In fact, if adulthood starts at puberty, why shouldn’t they start working/apprenticing around the same time? Well, for one, they haven’t been trained for it. That wasn’t always the case. John Quincy Adams was an ambassador to Russia at age 15. Marquis de Lafayette was commanding ships when he was 14 and was already a seasoned military man. What’s missing in the preparation of our young people today?
I made the leap that training in important skills needed to start earlier than adulthood. So, when my son Caleb was six or so, I started looking for ways to train him in useful skills and some other men I was associated with started a “Knights of Christ’s Table” club where men and their sons would get together to train up their sons in a variety of character qualities and skills. We did a variety of unusual things, but eventually several of us decided to put together a group of young men to form a FIRST Lego League team. We not only taught them some programming and research skills, but also how to work as a team, agile project management, and a lot of biblical principles.
Fast forward a few years, and some of the Lego League boys are now young men. My son, Caleb, is 14 and has picked up some graphic design skills over the past few years and is apprenticing as a web designer in our studio. Zachary, also 14, has been apprenticing as a programmer. And we recently added Bruce Ricketts as an apprentice…
In addition to the Lego League training, Bruce has had some programming training from one of our apprentices (Austin Taylor), and then an apprentice (Steve Iannopollo) of an apprentice (Adam Williams). So, recently when a potential client came to us with an idea for an iPhone app, we decided to see if Bruce could do the majority of the work with some oversight from Steve and some graphic help from Caleb. It turned out great.
Somehow, the local News & Observer picked up on what Bruce has been doing.
We’ve got another project for a client starting up that is going to have apprentices of 14 years of age working on it with supervision of more experienced developers. They’ve still got a lot more to learn, and are only putting around twelve hours a week into the project while they are still learning a lot of things, both academically and practically, but they are young men and are capable of doing more than the world thinks they should be. Each one started preparing for this while they were still children and had parents who encouraged them. They look at this as part of their maturing as young men… and they jump around on the trampoline at lunch time like you would expect young men with a lot of energy to do.

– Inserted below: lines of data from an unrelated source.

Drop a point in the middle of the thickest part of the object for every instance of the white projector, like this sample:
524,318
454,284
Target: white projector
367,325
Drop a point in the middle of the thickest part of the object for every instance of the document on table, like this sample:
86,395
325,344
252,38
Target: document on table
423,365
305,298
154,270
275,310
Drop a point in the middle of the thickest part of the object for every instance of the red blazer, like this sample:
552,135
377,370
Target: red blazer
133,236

Are these amazing young men? Well, I think they are all very special, but I also realize that they are normal and a testimony to what happens when people recognize that God designed us to go from childhood to adulthood with a vision for how to help them make the transition.
When I was a child, I used to speak like a child, think like a child, reason like a child; when I became a man, I did away with childish things. (1 Cor 13:11 – NASB)

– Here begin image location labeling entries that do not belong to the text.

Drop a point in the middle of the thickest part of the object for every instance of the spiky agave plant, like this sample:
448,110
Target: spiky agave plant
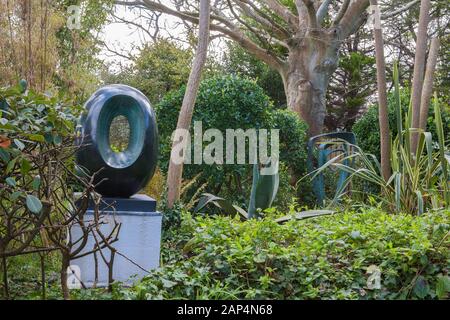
263,193
419,179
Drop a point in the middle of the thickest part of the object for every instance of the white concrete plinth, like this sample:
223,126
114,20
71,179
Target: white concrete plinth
139,240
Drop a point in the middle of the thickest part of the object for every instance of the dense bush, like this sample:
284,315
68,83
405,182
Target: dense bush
367,128
327,258
229,102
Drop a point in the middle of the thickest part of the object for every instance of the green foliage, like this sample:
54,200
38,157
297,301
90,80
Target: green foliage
419,180
367,129
349,88
240,62
293,136
319,258
229,102
263,192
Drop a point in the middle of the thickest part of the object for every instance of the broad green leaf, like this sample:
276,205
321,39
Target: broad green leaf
16,195
11,182
36,137
443,287
25,166
36,183
33,204
19,144
421,287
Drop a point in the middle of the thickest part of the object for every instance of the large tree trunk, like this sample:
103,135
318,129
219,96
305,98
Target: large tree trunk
187,109
306,78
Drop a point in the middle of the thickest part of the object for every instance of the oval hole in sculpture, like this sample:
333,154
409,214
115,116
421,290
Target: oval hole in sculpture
119,134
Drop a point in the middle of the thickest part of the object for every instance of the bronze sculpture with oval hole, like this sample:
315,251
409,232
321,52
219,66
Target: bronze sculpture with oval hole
118,177
118,174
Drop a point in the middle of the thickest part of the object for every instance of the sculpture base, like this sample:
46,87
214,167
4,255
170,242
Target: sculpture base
138,246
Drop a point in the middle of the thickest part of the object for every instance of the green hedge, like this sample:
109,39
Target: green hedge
321,258
230,102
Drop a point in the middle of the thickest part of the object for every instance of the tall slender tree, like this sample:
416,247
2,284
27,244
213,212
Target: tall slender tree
187,108
385,136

Man has created the concept of adolescence. God designed boys to become young men and girls to become young women. Man’s wisdom has determined that children should get 12, 16, or more years of education in classrooms and campuses surrounded by peers. God’s wisdom says
You shall teach them diligently to your sons and shall talk of them when you sit in your house and when you walk by the way and when you lie down and when you rise up. (Deut 6:7 – NASB)
Fathers, do not provoke your children to anger, but bring them up in the discipline and instruction of the Lord. (Eph 6:4 – NASB)
The sound doctrine of the Lord has led me to attempt to live an integrated life which includes older men teaching younger men and older women teaching younger women as pointed out in Titus 2. The world has come up with their system that segregates younger people from older people, putting fools (of the same age) with fools in an environment where God is kept out of the equation. An integrated life was the norm 150 years ago in this country… young people learned how to work by their parents’ sides while they were young. They were trained in the Scriptures. Once they got established, they generally got married and stayed married. No, it wasn’t perfect. There were still sinners. Not everyone built their life on God’s words. But, society was built on the basic foundations laid out in God’s Word.
In the last 150 years, God’s Word has been pushed out. How has the world’s plan worked out?
When the Apostle Paul was spreading the gospel, planting churches, and attempting to fulfill the great commission, making disciples of all nations, he was going into a world built on man’s ideas. He said,
We are destroying speculations and every lofty thing raised up against the knowledge of God, and we are taking every thought captive to the obedience of Christ (2 Cor 10:5 – NASB)
Time to do it again.
The myth of adolescence is a lofty speculation of man raised up against the knowledge of God. As for me and my house, we are going to raise young men and young women in the fear and admonition of the Lord. No adolescents allowed.